Mary Nutting, president of NAWBO Minnesota, said: “In addition to the trailblazing women who are acknowledged for their significant roles in Minnesota history, we are honoring women business owners who have arrived and whose ongoing contributions are continuing to inspire others to blaze their own trails. What they’re doing paints an incredible picture of what’s possible for all of us.”

For more information, go to nawbo.org.

Neal St. Anthony

marketing

Love Your Melon debuts TV ad campaign

Minneapolis-based knit hat maker Love Your Melon has launched its first national television campaign this week.

With the help of local advertising agency Marketing Architects, Love Your Melon is airing 30-second TV commercials touting its popular beanies as well as its mission to end childhood cancer.

“When is the last time a hat warmed your head and warmed your heart,” the ad spot begins.

Love Your Melon donates 50% of its profits to support nonprofit partners in the fight against pediatric cancer and to help create therapeutic experiences and fund programming initiatives for children with cancer and their families.

Two University of St. Thomas students founded Love Your Melon in 2012. The company has donated $6.2 million-plus and more than 175,000 beanies to children with cancer. Melon’s brand awareness has grown locally; with an inaugural retail store last year in the North Loop.

“Our goal is to continue to share our mission with new audiences,” said Zachary Quinn, Melon’s president and co-founder, in a statement. “We are excited to see the impact this national TV ads campaign can make.”

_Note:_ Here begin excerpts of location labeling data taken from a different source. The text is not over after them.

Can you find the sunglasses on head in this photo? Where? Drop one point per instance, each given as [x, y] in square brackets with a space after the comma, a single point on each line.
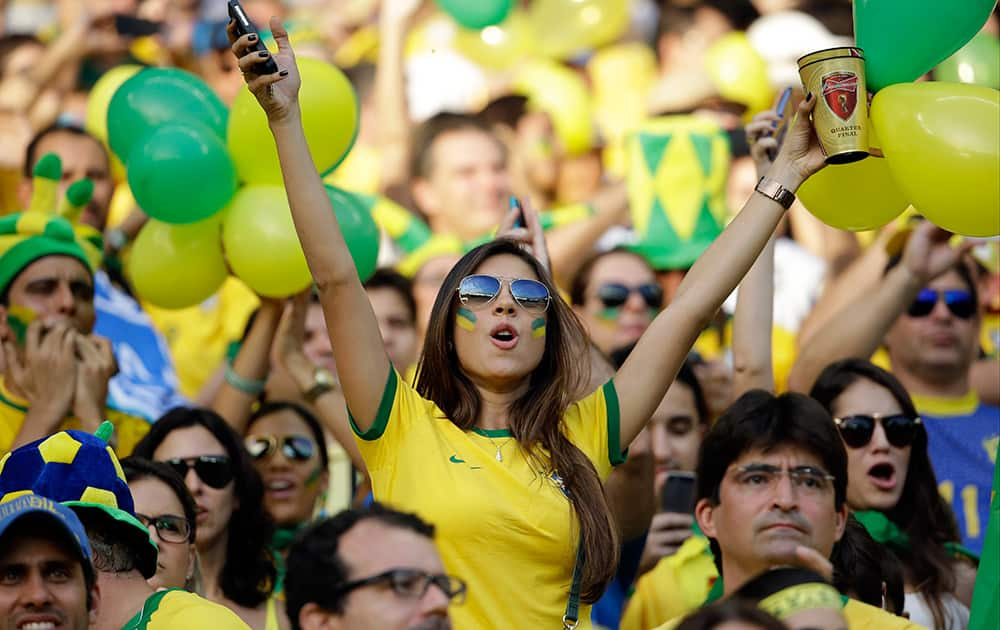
[614, 294]
[297, 448]
[479, 290]
[857, 430]
[958, 301]
[215, 470]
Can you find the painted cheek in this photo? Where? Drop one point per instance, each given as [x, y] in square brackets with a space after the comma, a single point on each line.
[465, 319]
[538, 327]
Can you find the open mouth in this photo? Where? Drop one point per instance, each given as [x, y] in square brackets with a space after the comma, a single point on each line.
[504, 336]
[883, 476]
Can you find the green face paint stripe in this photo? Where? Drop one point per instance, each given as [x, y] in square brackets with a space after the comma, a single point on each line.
[538, 327]
[466, 319]
[610, 312]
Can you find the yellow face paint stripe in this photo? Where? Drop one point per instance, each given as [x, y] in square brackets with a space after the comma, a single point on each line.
[466, 319]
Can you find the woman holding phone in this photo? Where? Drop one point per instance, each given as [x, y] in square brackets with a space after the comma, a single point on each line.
[489, 446]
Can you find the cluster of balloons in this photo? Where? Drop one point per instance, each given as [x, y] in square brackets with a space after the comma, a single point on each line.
[940, 139]
[209, 179]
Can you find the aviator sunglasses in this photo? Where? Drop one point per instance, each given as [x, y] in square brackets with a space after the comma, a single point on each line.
[614, 294]
[215, 470]
[297, 448]
[958, 301]
[479, 290]
[857, 430]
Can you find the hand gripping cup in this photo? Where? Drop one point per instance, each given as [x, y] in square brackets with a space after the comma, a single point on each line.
[837, 77]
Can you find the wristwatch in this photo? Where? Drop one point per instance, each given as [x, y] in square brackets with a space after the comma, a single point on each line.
[773, 190]
[323, 382]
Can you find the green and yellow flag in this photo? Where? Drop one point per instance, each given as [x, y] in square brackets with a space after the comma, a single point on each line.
[985, 614]
[677, 170]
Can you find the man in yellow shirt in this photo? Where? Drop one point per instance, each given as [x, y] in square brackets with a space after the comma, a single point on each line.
[55, 370]
[772, 486]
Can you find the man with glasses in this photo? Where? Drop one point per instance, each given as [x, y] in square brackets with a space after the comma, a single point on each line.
[370, 568]
[772, 489]
[926, 313]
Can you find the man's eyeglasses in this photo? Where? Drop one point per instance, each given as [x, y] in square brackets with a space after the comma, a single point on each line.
[857, 430]
[412, 584]
[297, 448]
[479, 290]
[215, 470]
[614, 294]
[765, 477]
[958, 301]
[169, 527]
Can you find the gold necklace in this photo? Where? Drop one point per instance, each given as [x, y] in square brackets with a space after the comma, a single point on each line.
[498, 447]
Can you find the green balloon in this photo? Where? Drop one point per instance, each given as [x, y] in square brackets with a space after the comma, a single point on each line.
[903, 39]
[977, 62]
[156, 96]
[476, 14]
[181, 173]
[359, 229]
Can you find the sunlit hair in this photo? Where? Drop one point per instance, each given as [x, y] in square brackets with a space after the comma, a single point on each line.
[920, 511]
[535, 418]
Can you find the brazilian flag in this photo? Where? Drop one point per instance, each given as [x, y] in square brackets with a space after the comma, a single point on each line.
[985, 614]
[677, 171]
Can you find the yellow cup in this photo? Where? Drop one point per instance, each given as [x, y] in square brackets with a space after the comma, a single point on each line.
[837, 77]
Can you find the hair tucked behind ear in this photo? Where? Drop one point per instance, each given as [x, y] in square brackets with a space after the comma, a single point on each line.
[536, 418]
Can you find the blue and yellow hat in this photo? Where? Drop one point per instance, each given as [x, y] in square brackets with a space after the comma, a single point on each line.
[47, 227]
[80, 471]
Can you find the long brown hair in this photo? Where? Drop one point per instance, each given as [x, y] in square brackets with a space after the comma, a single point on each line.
[536, 417]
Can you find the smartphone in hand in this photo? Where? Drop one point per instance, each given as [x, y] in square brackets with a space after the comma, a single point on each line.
[678, 493]
[244, 27]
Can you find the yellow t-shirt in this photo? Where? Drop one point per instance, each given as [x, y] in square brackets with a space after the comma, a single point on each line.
[677, 585]
[504, 527]
[128, 429]
[199, 336]
[175, 608]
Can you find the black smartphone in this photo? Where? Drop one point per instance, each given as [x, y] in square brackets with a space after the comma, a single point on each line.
[131, 26]
[244, 27]
[515, 204]
[783, 107]
[678, 491]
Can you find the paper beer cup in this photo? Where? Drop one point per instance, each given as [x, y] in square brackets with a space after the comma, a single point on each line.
[836, 77]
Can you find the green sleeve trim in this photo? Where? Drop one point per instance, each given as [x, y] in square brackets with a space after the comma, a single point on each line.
[616, 455]
[375, 431]
[150, 606]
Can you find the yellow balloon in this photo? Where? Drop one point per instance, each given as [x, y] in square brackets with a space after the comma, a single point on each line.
[569, 27]
[942, 142]
[96, 120]
[857, 196]
[261, 245]
[499, 46]
[739, 72]
[557, 90]
[329, 115]
[175, 266]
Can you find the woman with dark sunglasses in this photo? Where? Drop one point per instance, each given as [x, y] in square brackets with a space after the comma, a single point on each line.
[288, 449]
[893, 491]
[163, 503]
[233, 529]
[491, 445]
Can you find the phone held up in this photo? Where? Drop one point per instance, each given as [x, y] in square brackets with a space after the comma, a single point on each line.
[244, 27]
[678, 493]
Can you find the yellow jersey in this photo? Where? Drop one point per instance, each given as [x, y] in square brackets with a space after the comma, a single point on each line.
[503, 525]
[128, 429]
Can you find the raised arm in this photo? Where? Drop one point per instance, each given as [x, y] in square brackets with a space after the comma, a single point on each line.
[858, 329]
[350, 320]
[644, 378]
[752, 365]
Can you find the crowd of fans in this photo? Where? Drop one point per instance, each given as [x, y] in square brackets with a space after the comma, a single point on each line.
[493, 430]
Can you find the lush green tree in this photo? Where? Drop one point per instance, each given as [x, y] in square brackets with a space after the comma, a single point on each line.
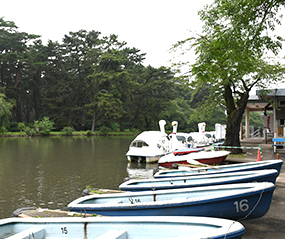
[114, 74]
[14, 47]
[231, 56]
[44, 126]
[5, 111]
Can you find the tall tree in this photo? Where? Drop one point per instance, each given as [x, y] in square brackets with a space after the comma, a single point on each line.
[14, 46]
[231, 56]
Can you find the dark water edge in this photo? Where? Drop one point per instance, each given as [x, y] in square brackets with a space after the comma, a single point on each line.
[50, 172]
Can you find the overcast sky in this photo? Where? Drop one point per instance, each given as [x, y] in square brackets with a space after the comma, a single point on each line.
[150, 25]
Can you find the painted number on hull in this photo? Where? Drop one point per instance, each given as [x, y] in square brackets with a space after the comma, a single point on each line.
[241, 205]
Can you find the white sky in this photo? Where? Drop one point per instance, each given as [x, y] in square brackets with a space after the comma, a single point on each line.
[150, 25]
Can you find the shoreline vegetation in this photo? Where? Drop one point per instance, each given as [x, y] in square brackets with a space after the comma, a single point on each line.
[75, 133]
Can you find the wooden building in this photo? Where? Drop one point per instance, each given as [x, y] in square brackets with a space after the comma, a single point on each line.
[272, 104]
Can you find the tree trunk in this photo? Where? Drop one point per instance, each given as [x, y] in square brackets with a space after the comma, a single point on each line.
[93, 122]
[121, 125]
[234, 118]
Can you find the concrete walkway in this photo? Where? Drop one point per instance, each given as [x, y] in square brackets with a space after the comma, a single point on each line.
[272, 224]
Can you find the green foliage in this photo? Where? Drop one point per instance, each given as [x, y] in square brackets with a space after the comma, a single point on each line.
[67, 130]
[30, 131]
[21, 126]
[104, 130]
[44, 126]
[230, 57]
[5, 111]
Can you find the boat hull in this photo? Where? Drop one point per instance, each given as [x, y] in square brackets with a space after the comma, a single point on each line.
[233, 201]
[267, 175]
[121, 227]
[204, 157]
[240, 167]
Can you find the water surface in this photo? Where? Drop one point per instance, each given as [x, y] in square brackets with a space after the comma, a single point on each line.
[50, 172]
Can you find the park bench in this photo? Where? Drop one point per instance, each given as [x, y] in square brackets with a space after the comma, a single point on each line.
[278, 143]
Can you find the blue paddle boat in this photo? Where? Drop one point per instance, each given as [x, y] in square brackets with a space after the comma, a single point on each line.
[230, 201]
[120, 227]
[266, 175]
[238, 167]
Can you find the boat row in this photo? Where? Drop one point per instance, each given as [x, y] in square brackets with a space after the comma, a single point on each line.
[166, 149]
[120, 228]
[203, 202]
[210, 206]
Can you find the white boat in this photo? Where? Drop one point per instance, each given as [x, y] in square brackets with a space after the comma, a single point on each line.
[120, 228]
[149, 146]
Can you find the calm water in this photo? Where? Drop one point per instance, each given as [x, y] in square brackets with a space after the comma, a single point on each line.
[50, 172]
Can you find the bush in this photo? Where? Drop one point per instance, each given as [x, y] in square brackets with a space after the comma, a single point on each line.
[104, 130]
[30, 131]
[21, 127]
[44, 126]
[67, 131]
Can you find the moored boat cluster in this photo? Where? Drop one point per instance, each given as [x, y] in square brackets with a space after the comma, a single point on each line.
[195, 200]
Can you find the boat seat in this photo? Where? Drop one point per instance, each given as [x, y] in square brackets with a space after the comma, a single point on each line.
[113, 202]
[29, 233]
[114, 234]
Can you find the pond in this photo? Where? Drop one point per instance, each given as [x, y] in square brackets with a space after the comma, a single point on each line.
[50, 172]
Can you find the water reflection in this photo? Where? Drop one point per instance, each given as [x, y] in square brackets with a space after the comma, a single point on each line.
[50, 172]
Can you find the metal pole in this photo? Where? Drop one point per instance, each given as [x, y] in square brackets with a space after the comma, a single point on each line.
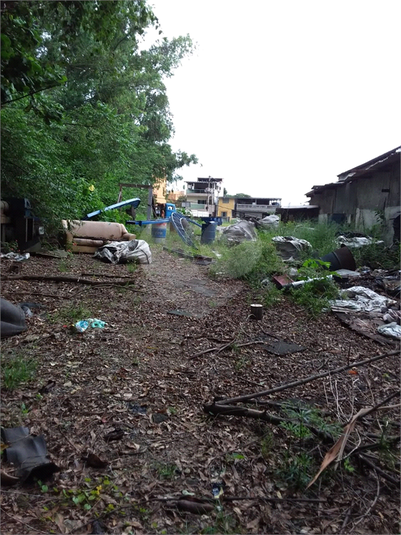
[150, 198]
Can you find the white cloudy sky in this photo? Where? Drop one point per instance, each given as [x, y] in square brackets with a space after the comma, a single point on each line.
[281, 95]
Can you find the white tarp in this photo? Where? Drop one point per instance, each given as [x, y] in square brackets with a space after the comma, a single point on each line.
[393, 330]
[356, 242]
[270, 221]
[361, 299]
[241, 231]
[121, 252]
[289, 247]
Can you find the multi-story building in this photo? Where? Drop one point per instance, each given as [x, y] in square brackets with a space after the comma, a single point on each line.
[226, 207]
[202, 196]
[255, 206]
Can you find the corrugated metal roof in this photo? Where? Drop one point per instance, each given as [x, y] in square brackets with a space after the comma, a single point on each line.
[360, 170]
[377, 162]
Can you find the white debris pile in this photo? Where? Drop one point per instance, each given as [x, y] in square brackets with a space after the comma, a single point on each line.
[270, 221]
[357, 241]
[125, 251]
[241, 231]
[361, 299]
[289, 247]
[366, 303]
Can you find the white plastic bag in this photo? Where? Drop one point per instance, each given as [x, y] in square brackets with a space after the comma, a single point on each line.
[120, 252]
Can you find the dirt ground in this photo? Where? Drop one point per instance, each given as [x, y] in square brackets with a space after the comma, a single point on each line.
[122, 408]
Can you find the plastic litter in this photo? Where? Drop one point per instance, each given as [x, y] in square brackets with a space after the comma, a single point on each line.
[83, 325]
[27, 311]
[393, 330]
[117, 252]
[96, 324]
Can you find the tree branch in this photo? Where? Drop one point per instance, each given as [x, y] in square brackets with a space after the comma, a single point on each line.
[30, 94]
[285, 386]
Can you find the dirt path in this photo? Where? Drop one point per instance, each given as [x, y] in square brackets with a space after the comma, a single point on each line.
[144, 379]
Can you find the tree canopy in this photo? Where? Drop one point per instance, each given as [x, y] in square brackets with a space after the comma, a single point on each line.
[84, 105]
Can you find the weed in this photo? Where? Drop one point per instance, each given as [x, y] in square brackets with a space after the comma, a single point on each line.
[44, 488]
[315, 295]
[296, 470]
[304, 416]
[348, 466]
[167, 471]
[17, 371]
[266, 444]
[298, 430]
[378, 256]
[63, 266]
[223, 523]
[132, 267]
[72, 314]
[271, 296]
[241, 363]
[232, 457]
[24, 409]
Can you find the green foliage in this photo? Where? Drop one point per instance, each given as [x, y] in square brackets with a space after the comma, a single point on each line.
[72, 313]
[86, 108]
[223, 523]
[378, 256]
[167, 470]
[303, 417]
[251, 261]
[315, 295]
[296, 470]
[16, 371]
[266, 444]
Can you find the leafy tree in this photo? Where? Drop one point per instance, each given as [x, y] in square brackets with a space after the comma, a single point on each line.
[87, 109]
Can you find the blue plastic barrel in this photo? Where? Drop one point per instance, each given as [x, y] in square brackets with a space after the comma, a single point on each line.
[208, 232]
[159, 232]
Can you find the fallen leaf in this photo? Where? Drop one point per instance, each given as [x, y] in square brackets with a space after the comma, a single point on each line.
[336, 451]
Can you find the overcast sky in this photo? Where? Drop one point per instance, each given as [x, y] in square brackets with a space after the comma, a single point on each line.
[283, 95]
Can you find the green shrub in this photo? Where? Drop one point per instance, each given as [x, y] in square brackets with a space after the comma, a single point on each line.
[17, 371]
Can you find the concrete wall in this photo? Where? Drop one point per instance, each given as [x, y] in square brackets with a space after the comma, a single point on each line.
[364, 201]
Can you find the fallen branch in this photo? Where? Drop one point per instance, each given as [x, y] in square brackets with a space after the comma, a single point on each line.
[382, 473]
[245, 498]
[336, 452]
[219, 349]
[63, 278]
[230, 410]
[111, 276]
[309, 379]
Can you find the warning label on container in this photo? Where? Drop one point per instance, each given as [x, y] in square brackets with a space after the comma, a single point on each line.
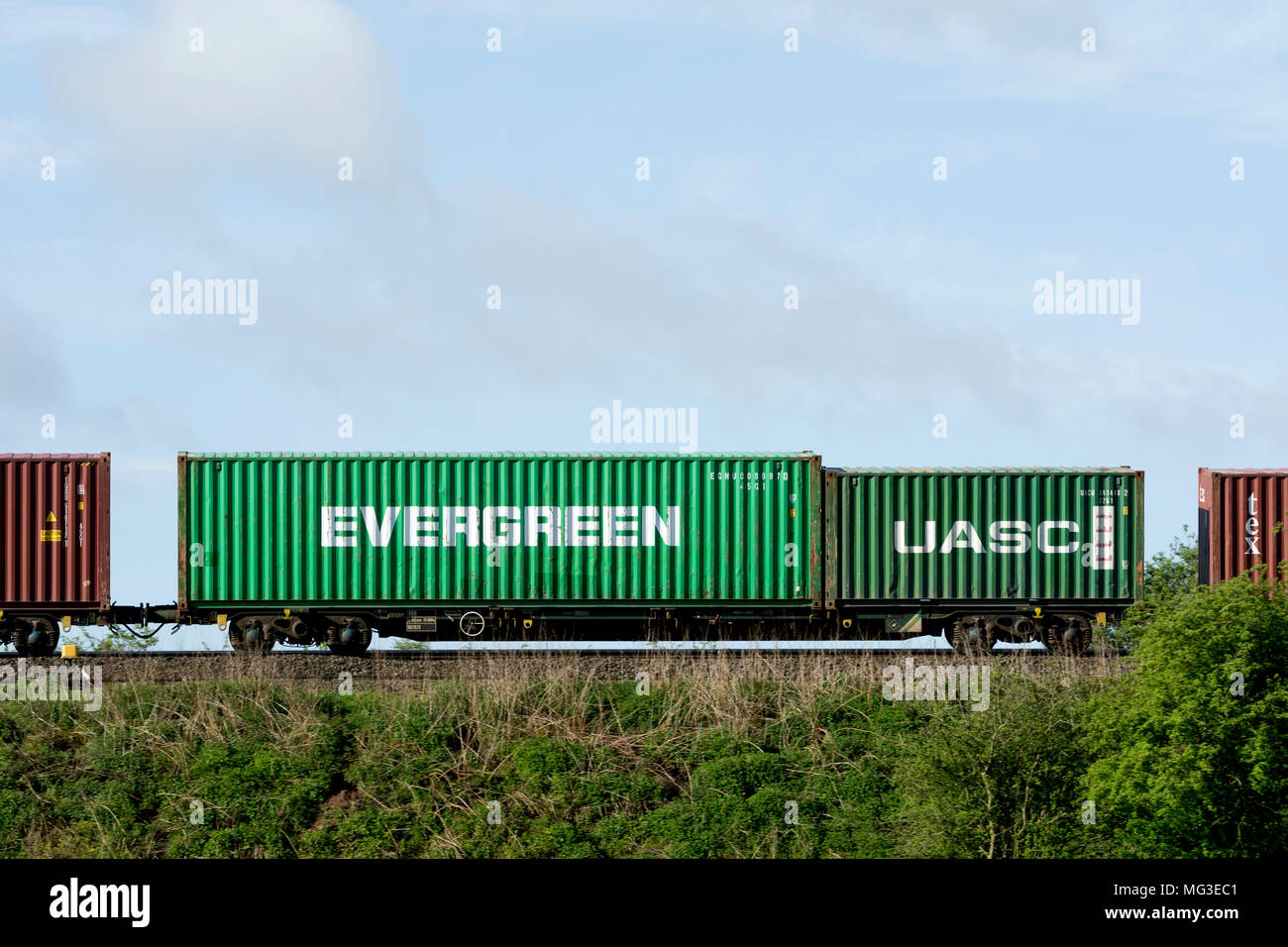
[1103, 530]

The spot has a holiday shopping focus.

“They have done really a good job with word of mouth and social media and that’s gotten them very far, but they are looking to continue to expand their message and that’s the reason for national TV,” said Marketing Architects’ CEO Chuck Hengel.

“I rarely get exposed to, even though I work with so many different clients, a story that’s this strong,” he said.